In the past fifteen years Faulkner has been approached from almost every direction. And this is, in part, as it should be; for contemporary psychology, literary history, philosophy, and sociology illuminate and help explain some aspects of Faulkner’s work. Yet the authority, the prestige of this same “outside” criticism, stands in the way of full assessment. And even more of an obstacle is the apparent hostility of many American critics to what Mr. Faulkner has to say. He has yet to be approached on his own terms; and until he is, not only his themes but also the art with which he develops them will be misunderstood. Faulkner’s ambiguities must be faced as ambiguities; the fundamental conservatism of his outlook must be, not simply recognized, but built upon; the relationship of his use of the over-voice to the oral roots of his narrative art must be established; his habit of giving comic treatment more often to characters he admires than to those he would reject must be explained; the special way in which he uses certain words (such as “endure”) that play a major role in his thinking must be examined; and Swiggart’s discussion of the effect of self-consciousness and public inquisition on the work of the mature Faulkner must be carried further.

The Art of Faulkner’s Novels should make us a great deal more aware of what is to be done in Faulkner studies and has probably helped us to move a considerable way toward the doing. I suspect the book will seem even better to us when we have divested ourselves of the peculiar ideological Puritanisms of our time and have built upon the insights Mr.
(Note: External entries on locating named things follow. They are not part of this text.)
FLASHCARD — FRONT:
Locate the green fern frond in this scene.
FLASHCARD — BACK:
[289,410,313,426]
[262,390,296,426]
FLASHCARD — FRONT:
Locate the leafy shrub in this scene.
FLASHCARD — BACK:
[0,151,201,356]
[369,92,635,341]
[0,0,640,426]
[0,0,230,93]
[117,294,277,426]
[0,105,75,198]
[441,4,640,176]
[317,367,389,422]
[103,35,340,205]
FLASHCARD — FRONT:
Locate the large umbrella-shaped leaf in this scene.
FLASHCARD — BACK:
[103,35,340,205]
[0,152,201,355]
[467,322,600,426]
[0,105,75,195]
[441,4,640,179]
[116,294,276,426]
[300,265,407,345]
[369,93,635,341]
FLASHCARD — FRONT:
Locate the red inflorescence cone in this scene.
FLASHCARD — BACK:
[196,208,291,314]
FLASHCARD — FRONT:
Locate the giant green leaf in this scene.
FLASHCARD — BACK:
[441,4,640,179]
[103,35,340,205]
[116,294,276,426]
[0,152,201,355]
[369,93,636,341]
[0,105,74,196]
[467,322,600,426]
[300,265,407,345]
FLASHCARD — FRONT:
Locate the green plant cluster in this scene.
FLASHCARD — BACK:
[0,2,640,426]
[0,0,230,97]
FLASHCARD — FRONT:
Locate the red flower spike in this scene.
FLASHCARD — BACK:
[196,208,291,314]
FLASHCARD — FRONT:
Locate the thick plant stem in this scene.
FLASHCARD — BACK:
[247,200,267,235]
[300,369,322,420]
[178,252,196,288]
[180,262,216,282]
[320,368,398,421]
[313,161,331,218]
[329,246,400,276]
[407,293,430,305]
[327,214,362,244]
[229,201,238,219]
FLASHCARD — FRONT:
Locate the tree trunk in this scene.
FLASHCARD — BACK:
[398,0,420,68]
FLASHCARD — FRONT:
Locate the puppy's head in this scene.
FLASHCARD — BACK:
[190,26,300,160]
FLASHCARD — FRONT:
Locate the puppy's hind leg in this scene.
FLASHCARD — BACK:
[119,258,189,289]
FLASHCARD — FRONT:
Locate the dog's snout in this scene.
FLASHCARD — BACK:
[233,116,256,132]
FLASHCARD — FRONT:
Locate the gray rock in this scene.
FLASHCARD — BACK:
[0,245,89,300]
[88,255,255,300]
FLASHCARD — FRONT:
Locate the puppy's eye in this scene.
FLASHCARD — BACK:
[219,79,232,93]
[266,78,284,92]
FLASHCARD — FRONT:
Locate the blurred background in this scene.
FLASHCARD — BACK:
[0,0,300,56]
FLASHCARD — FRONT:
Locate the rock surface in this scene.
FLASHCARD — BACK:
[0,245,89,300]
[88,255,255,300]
Swiggart has given us.

M.E. Bradford

Melvin E. "Mel" Bradford (1934-1993) was a conservative political commentator and Professor of Literature at the University of Dallas.. He was the author of A Better Guide than Reason: Federalists and Anti-Federalists, Original Intentions: On the Making and Ratification of the Constitution, Founding Fathers: Brief Life of the Framers of the Constitution, and The Reactionary Imperative: Essays Literary & Political.